I counted six for sure (I think) lol. Mama dog is gorgeous


----------



## NarysDad (Apr 29, 2010)

We counted 9, but was told that there could be 1 or 2 more too. I figured it would be fun for those of you to look and see what you think


----------



## GsdLoverr729 (Jun 20, 2010)

Lol wow! Lots of babies! Can't wait for pictures of the little monsters :wub:


----------



## KZoppa (Aug 14, 2010)

I counted 6 for sure but I wouldnt be surprised if there's a couple "hiding"


----------



## llombardo (Dec 11, 2011)

I think I'm seeing 10? But that could be a shadow Please keep us posted!!


----------



## Verivus (Nov 7, 2010)

I counted 9 as well. Pretty girl; good luck with the puppies.


----------



## elisabeth_00117 (May 17, 2009)

Congrats to both of you!

I'll PM you my address, you can send a few this way!  

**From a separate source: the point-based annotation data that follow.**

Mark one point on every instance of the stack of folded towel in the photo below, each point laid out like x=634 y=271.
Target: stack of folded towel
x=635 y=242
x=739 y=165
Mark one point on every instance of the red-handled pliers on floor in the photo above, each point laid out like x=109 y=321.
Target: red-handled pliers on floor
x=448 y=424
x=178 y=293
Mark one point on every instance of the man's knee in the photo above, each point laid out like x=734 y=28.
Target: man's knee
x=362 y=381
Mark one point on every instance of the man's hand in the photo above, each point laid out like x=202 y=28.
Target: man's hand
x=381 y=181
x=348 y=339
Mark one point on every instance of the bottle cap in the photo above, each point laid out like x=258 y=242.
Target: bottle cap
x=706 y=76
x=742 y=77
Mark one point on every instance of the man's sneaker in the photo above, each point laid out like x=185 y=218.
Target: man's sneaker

What's her pedigree again? I think you shared it a while back somewhere but I forget and the link to your website isn't working for me (my computer issues, not your link).


----------



## NarysDad (Apr 29, 2010)

If you go to my litter page you can click onto the pedigree under the posted breeding and it will give you both pedigree for Sire and Dam


----------



## Danielle609 (Jun 18, 2011)

This is so cool! I have never seen an x-ray of pups before. I counted 7, but it would be cool if you could re-post this picture and mark all the pups you see


----------



## elisabeth_00117 (May 17, 2009)

NarysDad said:


> If you go to my litter page you can click onto the pedigree under the posted breeding and it will give you both pedigree for Sire and Dam


It won't allow me to click anything.


----------



## Scarlettsmom (Jul 12, 2011)

I got 9....got to let us know if we were right after she has them.


----------



## NarysDad (Apr 29, 2010)

Scarlettsmom said:


> I got 9....got to let us know if we were right after she has them.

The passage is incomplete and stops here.